Data sovereignty must become data-monetisation sovereignty

The next wave of digitisation is a huge opportunity for the economy – however for Australia to seize this opportunity, it’s crucial that business leaders not only control their data, but also control its monetisation.
Data is increasingly the core of value creation in all industries and as a result, data must be considered a corporate core competency that cannot be outsourced without losing control of an organisation’s business model.
In a recent Survey, 85 per cent of Australian executives recognised digital sovereignty as an important or very important goal for their digitisation strategy, reflecting the value companies place on data ownership and aggregation.
This is a concern for Australian business leaders as they face the current economic challenges of COVID-19. Many industries have become reliant on the public cloud for business operations while navigating a new remote workforce, giving power to established digital suppliers over alternative private or hybrid-cloud solutions.
It’s important to note that being digitally sovereign doesn’t mean self-sufficiency. The key point is not who runs the IT, or if technologies are made or bought – but rather the bargaining power of the digital suppliers. For example, they have immense power if very few of them control the market, and especially if switching costs are high. This scenario can have severe negative effects both on businesses’ revenue and margins.
According to our recent survey, 75 per cent of executives believed the coronavirus would increase company dependency on global public clouds. A further 85 per cent confirmed their use of global cloud platforms to aggregate and analyse data.
Australian business leaders are not unaware or apathetic to the benefits of achieving digital sovereignty through decentralisation. Despite their reliance on the global cloud, it was also found that for 68 per cent of executives it is or will be part of their business model to sell data or digital services, showing that the value of data as a core competency is beginning to be understood.
In a decentralised digital world, every market participant is both provider and consumer. This means every enterprise becomes a cloud in the sense that it sells data and digital services to its customers – with that, it becomes a sovereign in the digital economy.
As a result, interest in data in expanding into the public sector. We are starting to see governments establish initiatives in a bid to strengthen the data economy and give businesses full control over their data by connecting users and providers under on homogeneous system, like the German federal ministry’s Gaia-X project.

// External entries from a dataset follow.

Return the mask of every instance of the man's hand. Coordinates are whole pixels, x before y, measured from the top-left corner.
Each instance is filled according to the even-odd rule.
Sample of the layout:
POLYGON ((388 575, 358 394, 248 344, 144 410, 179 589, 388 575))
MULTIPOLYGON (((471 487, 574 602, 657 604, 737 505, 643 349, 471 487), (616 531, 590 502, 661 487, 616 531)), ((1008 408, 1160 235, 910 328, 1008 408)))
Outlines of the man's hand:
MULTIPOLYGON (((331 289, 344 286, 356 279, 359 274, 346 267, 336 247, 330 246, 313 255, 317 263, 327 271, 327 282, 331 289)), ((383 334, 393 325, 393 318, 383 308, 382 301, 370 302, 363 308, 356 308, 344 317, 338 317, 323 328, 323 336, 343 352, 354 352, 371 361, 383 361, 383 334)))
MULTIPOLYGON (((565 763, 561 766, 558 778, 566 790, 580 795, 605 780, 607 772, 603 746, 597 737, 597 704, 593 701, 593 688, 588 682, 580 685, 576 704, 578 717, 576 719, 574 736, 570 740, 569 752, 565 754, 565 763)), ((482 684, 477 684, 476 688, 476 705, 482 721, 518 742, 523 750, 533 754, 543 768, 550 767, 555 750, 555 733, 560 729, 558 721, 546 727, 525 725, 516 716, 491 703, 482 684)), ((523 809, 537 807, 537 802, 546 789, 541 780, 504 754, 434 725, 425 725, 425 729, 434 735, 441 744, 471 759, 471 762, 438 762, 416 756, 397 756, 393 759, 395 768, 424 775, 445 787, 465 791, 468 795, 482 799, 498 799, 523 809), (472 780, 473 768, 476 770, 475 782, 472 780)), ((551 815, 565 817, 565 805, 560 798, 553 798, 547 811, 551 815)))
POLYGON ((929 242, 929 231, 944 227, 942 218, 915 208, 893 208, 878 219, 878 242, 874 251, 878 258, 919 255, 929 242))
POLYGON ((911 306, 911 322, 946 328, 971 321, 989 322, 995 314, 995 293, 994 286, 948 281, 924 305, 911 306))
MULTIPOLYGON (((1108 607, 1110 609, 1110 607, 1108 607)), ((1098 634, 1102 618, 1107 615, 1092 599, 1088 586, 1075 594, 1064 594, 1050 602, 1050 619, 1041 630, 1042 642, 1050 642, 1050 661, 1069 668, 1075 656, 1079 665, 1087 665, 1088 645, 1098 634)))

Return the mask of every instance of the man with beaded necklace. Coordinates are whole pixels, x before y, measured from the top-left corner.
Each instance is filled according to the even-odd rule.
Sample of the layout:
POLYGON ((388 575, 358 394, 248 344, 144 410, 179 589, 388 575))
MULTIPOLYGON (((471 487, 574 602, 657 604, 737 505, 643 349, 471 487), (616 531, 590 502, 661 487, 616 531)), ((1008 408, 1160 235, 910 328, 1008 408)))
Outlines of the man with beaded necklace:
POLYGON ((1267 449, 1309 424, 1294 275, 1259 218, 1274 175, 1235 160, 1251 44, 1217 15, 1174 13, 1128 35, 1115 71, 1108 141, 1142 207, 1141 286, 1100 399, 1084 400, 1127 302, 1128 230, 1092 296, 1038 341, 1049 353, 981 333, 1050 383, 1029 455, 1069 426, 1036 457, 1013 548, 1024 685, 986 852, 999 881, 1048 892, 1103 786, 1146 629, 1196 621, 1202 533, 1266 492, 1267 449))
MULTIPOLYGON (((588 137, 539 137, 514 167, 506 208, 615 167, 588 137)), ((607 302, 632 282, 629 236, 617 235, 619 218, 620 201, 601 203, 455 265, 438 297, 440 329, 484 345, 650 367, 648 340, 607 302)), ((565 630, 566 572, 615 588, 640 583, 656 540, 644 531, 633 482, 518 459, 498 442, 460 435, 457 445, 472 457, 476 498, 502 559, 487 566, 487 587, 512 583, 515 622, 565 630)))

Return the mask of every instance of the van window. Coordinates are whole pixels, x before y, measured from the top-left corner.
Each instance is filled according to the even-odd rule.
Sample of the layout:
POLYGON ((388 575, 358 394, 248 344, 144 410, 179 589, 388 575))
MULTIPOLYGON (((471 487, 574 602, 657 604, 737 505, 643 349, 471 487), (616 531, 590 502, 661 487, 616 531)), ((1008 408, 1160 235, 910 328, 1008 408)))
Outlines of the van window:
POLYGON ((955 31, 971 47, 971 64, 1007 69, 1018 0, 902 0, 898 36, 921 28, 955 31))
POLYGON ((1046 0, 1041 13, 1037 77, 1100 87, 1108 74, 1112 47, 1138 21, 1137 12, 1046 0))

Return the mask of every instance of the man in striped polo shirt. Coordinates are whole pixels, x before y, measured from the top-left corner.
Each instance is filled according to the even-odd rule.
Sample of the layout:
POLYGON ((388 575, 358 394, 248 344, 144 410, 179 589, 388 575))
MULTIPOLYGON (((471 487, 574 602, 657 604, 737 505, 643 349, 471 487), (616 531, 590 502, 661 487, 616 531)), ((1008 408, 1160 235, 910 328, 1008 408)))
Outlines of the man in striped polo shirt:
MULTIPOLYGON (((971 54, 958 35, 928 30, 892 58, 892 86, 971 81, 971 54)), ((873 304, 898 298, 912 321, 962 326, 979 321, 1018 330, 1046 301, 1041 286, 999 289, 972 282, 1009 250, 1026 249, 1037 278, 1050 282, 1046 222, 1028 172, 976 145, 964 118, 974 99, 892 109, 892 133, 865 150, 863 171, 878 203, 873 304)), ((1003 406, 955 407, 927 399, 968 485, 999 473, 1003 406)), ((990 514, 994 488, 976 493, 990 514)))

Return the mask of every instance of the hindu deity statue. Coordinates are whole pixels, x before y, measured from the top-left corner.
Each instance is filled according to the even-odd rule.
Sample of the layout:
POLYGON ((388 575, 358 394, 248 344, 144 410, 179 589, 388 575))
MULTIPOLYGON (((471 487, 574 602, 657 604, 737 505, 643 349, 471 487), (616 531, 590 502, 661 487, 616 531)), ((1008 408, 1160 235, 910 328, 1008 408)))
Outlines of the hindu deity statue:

From now on, the global data volume will double every two to three years – and the majority of this data will not be created in clouds and traditional data centres, but in factories, vehicles, transport routes and cities. Physical infrastructures become the digital platforms of the 21st century.
This data is mostly under the control of the enterprises that build and run these infrastructures – and it has enormous value. As an example, the data of connected vehicles has been forecasted to have a monetary value of US$ 750 billion by 2030.
However, to seize this opportunity, it’s crucial that companies not only control their data but also control its monetisation – the data-driven business models that drive revenue and margin. This is the real meaning of the term digital sovereignty for any enterprise.
Stephen Bovis is Vice President and Managing Director, Hewlett Packard Enterprise.